Well my new mix worked out pretty well.  Bees don't want to leave the blooms even with me getting in close.

Canon XSi, Canon 100mm f/2.8 Macro, Canon MT-24EX Macro Twin Lites, Mono-pod, EXIF embedded.





This one a little closer crop.


----------



## Hooker771 (Apr 4, 2010)

I told my wife about your mix and my thoughts on doing the same and I thought she was going to kill me!  Great shots.


----------



## PerfectlyFlawed (Apr 6, 2010)

How close did you have to actually get to achieve this shot? lol too close for comfort?


----------



## LaFoto (Apr 6, 2010)

Envy: you got a dedicated macro lens! How I wish...

Wonderful results. And I guess, with the 100mm you did not need to creep up to the bee feeding (which means it certainly was all uninterested in you, so no danger involved in this kind of photography) too closely, or did you?


----------



## tomhooper (Apr 6, 2010)

End of the lens was probable 8-10 inches from the subject.  If you move slowly they don't seem to mind you too much.  Never been stung by a bee.  I have been nailed by a wasp or two.  The do ok until the flash goes off then they seem to get irritable.  That's usually when they attack.  But my mother always said I didn't have good sense.


----------



## John16 (Apr 6, 2010)

Your lack of good sense makes for some great images though!


----------



## NateS (Apr 6, 2010)

Nice shots...I'll have to remember to try the bait solution you used.  About how much honey and sugar to water ratio did you use?  I'd think too much and it might not spray too well.


----------



## stone_family3 (Apr 6, 2010)

I love the pollen on his little fuzzy head. The bees have just started around here.


----------



## tomhooper (Apr 6, 2010)

I use about a teaspoon each of sugar and honey in  4 ounces of water.  I have a small spray mister that holds about an ounce and I keep the unused portion in the refrigerator.  This mix sprays well.  I tried to get cute and put some orange extract in it one time and it actually seemed to repel the bees.

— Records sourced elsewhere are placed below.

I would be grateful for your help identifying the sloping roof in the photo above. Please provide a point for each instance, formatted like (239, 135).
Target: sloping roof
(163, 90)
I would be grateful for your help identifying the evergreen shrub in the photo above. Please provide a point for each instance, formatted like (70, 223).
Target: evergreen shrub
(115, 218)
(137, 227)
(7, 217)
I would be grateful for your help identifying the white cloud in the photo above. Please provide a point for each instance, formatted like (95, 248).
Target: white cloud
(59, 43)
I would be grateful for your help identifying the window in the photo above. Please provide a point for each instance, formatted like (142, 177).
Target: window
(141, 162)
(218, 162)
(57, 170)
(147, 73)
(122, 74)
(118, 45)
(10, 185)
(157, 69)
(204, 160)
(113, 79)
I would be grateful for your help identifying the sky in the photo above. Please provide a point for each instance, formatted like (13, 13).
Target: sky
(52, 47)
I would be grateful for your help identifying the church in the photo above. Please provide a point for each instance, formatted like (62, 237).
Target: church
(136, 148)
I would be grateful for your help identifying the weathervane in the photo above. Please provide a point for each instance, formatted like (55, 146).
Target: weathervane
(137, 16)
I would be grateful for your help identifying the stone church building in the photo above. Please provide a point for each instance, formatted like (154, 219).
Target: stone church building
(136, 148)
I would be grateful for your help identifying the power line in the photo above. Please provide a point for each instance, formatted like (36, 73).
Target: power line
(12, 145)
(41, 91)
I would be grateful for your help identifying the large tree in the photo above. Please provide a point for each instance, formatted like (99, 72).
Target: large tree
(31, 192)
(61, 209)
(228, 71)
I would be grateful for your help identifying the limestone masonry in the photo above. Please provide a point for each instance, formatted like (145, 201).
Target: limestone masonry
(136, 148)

I found a shot of a wasp that did pop me right after I made his portrait.  That's thanks for you.




​


----------



## JeffieLove (Apr 6, 2010)

ogmosh... i would love to shoot bees and stuff but after reading this thread, I think I will stay away from any insect that can fly around and sting me  lol


----------



## pbelarge (Apr 6, 2010)

Tom
The shot of the wasp is awesome. I am so glad you are willing to get stung for us.
I am allergic to bee stings, only in the last 20 years...


----------